Final Project Report

Sliding attributes for GANs

16-726

Introduction

The aim of this project is to manipulate natural images by controlling some attributes of interest. In the traditional GAN setup, the encoded latent space is not mathematically constrained to be independent of the image attributes. For the purposes of minimizing reconstruction loss, GANs implicitly encode these attributes into latent space. Disentangling information about these attributes of interest without compromising the quality of reconstruction provides us a way of 'sliding through' these attributes to produce reconstructions that then have the desired qualities. This eliminates the need for involved data collection, as, for example, it could be costly or impossible to obtain pictures of the same person with and without glasses on but using the proposed model it could be computationally inferred.

Methods

The proposed approach relies on an encoder-decoder architecture where, given an input image \(x\) with its attributes \(y\), the encoder maps \(x\) to a latent representation \(z\), and the decoder is trained to reconstruct \(x\) given \((z,y)\). At inference time, a test image is encoded in the latent space, and the user chooses the attribute values \(y\) that are fed to the decoder.

Cathedral

Figure 1. Main architecture, where the image and attribute \(x,y\) are the inputs and \(z\) denotes the latent representation

In this process, a classifier learns to predict the attributes \(y\) given the latent representation \(z\) during training while the encoder-decoder is trained based on two objectives at the same time. The first objective is the reconstruction error of the decoder, i.e., the latent representation must contain enough information to allow for the reconstruction of the input. The second objective consists in fooling the attribute classifier, i.e., the latent representation must prevent it from predicting the correct attribute values.

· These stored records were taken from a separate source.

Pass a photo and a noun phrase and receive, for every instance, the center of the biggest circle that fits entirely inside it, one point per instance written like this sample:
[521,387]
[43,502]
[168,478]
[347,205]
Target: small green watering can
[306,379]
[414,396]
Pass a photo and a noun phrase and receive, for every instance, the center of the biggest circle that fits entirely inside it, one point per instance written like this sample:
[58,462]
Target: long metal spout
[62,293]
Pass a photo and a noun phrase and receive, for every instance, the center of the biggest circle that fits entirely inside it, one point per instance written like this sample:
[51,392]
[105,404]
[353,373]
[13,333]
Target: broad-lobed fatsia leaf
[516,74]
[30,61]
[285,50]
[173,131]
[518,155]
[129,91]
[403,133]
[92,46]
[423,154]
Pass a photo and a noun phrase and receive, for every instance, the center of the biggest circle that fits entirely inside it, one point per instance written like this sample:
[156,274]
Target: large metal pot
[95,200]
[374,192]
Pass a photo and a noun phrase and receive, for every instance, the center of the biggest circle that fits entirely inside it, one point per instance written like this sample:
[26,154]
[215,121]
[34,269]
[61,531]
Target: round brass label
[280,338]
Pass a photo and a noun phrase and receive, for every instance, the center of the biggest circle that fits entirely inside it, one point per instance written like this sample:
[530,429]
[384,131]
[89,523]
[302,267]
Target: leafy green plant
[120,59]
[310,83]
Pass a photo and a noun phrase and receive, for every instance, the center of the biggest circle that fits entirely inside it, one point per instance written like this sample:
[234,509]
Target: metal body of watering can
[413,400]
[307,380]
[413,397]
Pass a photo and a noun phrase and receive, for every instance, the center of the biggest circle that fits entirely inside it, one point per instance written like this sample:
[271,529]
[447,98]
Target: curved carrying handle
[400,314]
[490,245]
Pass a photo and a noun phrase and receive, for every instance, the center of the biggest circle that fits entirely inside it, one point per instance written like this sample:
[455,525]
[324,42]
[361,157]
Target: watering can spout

For this project, we wrote our own code for FaderNetworks in PyTorch, as the original repository was in an older version of PyTorch and we preferred the ease of viewing and adding modules to our own code. We also found that we did not require the discriminator to be a convolutional neural network, and were able to get highly accurate discriminators with multi layer perceptrons. Moreover, we finetune the hyperparameters involved including the learning rates of the fadernetwork and the discriminator, the discriminator weight in the overall loss term and the discriminator schedule, with the aim of running the originally extremely compute intensive training on our resources. The training is to be performed on two TITAN RTX GPUs and the reproducible architecture and model checkpoints would be made available upon request.

Results

MNIST

We trained a fader network on the MNIST dataset, with class labels as the attributes. Below are the resutls after 190 epochs of a reconstruction with original attributes, and one where we enforced the class label 3.

Cathedral

Figure 2. MNIST with class label 3 (right), and origial attributes (left).

Our model was able to learn a good reconstruction and in most cases, it was able to modify the input image given an attribute.

CelebA

The CelebA dataset contains over 200,000 images of celebrity faces with 40 categotial attributes. We trained a fader network with three attributes and attempted to reconstruct images with the ''sunglasses'' attribute. Our model was able to learn a good reconstruction, but it was not able to reproduce images of people's faces with sunglasses when given the attribute as an input.

Cathedral

Figure 3. CelebA reconstruction with sunglasses attribute (right), and original (left).

Skyfinder

The Skyfinder daset consists of labeled outdoor image in various weather conditions. Here, we trained a fader network with the ''night'' label as the attribute aiming to convert night images into daylight images and vice versa.

Cathedral

Figure 3. Skyfinder reconstruction with night attribute after 400 epochs (left), and original attributes (right)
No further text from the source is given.